Чудо, тайна и авторитет - Звонцова Екатерина
— Ладно-ладно, вот сейчас я вас слегка подразнил, простите, любезный Иван Фомич. Просто больно вы оголтело судите, невежественно, прямо как эти ваши, в свете, пусть и с большей жалостью, или что там у вас к прошлым делишкам, но все же…
— Я не хотел, — уверил К. Он сам прокручивал свои слова в голове и кривился. — И я… понимаю: D. можно помочь иначе, и…
— И все же в одном вы ошибаетесь-с. — Это дух сказал уже совсем мирно, даже почти ласково. Он опять оперся о стол рукой. — Немного совсем, по мелочи, в предпоследнем вашем тезисе… ну, что вам-то себя резать не нужно, чтобы проблемку решить. Ошибаетесь-с. — Рука с ножом потянулась ближе. — Это-то вам сейчас сделать и надобно. Так, думаю, вы многое дополнительно поймете; нет, даже не так: прочувствуете-с, как уверяли компаньончика… — Он облизнул губы. — Ну и дорожку пора бы нам открывать, дорожку-дороженьку, непросто ведь это. Если вы от меня чего-то еще хотите-с, конечно, сделайте-ка
честь!
С последними словами нож уже протянули, с молчаливым и требовательным «Бери» поднесли к самому носу. К. взял, взял прежде, чем осознал движение пальцев, — и, только почувствовав под ними гладкий перламутр, очнулся.
— Вы… — Он метнулся взглядом к лезвию. — Вы серьезно?

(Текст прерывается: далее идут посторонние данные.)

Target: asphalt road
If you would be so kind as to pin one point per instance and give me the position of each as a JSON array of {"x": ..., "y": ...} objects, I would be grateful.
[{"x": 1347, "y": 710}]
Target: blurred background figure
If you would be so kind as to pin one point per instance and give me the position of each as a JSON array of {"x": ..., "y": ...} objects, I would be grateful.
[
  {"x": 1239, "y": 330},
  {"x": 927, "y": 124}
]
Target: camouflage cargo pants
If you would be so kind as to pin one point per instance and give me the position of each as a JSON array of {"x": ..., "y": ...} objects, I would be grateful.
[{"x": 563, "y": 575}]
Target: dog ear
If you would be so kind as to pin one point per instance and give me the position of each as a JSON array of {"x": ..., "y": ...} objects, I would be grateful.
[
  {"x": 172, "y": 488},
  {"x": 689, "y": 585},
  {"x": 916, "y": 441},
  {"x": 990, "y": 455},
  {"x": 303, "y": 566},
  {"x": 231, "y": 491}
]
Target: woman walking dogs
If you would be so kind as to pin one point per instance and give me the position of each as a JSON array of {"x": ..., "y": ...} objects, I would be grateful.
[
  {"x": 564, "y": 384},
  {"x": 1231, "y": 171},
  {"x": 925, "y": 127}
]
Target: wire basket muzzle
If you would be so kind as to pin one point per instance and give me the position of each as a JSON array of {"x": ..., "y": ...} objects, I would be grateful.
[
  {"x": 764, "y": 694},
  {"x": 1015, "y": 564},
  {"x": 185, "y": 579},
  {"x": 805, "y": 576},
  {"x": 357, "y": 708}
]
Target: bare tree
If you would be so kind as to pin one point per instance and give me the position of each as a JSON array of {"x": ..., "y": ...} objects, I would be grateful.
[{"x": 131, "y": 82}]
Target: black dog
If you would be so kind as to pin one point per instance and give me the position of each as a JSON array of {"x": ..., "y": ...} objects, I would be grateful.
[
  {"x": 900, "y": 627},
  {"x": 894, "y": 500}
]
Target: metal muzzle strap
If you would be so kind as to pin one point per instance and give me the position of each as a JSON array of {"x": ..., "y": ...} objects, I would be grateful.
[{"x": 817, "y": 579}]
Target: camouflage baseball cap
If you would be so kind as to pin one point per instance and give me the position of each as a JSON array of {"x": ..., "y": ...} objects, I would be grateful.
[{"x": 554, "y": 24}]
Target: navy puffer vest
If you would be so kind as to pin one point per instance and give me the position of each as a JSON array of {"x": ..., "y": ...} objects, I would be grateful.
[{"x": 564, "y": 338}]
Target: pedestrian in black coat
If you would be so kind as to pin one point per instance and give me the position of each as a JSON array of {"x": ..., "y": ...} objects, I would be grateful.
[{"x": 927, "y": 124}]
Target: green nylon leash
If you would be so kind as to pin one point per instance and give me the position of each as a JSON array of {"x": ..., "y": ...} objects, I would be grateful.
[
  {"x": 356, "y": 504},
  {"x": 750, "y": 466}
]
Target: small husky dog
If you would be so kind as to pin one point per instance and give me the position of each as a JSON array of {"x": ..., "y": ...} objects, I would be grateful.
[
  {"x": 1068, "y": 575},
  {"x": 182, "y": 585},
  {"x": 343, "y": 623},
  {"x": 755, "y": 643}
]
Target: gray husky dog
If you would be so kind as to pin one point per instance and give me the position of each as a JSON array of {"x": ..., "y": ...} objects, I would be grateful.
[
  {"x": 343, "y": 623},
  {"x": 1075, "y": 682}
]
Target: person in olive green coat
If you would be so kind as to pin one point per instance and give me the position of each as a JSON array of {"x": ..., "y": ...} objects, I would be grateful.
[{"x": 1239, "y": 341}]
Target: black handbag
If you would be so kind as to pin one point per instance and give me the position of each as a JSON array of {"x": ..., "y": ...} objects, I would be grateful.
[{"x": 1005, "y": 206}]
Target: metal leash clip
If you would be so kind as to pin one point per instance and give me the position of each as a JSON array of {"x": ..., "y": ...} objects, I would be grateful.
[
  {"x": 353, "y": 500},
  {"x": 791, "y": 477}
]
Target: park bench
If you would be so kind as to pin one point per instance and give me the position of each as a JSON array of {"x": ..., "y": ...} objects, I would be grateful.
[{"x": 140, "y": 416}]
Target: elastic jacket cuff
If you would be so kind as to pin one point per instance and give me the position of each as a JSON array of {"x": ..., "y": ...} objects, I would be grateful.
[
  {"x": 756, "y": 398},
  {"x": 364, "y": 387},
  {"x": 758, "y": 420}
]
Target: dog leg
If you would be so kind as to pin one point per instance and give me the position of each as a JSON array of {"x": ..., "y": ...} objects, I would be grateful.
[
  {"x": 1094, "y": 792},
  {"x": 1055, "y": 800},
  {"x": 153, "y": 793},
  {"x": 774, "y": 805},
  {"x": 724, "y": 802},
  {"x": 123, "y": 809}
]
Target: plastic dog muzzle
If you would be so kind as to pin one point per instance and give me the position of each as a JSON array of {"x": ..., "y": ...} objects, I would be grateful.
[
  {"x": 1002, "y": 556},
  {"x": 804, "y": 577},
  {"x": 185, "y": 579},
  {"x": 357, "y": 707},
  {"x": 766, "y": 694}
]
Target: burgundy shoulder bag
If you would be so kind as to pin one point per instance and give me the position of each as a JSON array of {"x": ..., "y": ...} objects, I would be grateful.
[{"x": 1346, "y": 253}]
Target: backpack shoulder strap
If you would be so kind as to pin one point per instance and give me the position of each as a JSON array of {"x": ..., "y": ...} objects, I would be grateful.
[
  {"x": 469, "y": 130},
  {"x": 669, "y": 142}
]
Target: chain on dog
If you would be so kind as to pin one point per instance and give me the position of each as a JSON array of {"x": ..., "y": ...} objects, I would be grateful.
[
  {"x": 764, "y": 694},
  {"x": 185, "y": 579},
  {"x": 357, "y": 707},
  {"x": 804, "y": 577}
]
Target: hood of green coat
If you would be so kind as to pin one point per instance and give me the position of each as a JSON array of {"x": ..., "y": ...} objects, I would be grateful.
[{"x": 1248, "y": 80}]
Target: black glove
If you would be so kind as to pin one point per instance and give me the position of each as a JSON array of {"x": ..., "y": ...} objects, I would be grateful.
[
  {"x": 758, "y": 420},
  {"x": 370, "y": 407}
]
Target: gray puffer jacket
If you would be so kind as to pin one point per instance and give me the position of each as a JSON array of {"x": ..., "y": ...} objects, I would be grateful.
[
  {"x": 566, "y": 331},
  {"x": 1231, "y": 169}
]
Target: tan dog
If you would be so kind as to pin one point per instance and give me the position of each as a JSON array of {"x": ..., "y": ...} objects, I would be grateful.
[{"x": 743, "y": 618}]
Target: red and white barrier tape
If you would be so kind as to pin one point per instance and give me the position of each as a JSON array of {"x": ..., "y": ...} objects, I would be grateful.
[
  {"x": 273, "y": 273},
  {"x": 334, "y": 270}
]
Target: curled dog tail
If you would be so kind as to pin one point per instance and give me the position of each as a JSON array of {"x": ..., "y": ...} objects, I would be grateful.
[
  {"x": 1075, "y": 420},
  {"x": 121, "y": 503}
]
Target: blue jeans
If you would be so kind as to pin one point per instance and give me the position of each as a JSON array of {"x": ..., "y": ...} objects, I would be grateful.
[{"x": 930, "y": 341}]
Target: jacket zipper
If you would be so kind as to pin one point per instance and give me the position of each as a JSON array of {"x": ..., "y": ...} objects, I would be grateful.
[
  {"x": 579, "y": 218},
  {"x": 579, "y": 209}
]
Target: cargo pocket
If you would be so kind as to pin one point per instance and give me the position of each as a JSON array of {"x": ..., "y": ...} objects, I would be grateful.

Бесовщина какая-то… во рту пересохло.
— Серьезнее некуда, — закивал призрак, опять потирая спину с праздным видом. — А чему вы дивитесь-то? Разве мой компаньончик не заставил вас, к примеру, гадостью какой лакомиться-с? Не так ведь все просто, сказочки с разными клубками да избушками — они не по фантазии писались, в них знаньиц много.
— Но резать руку… — пробормотал К. Что же они все такие чудные?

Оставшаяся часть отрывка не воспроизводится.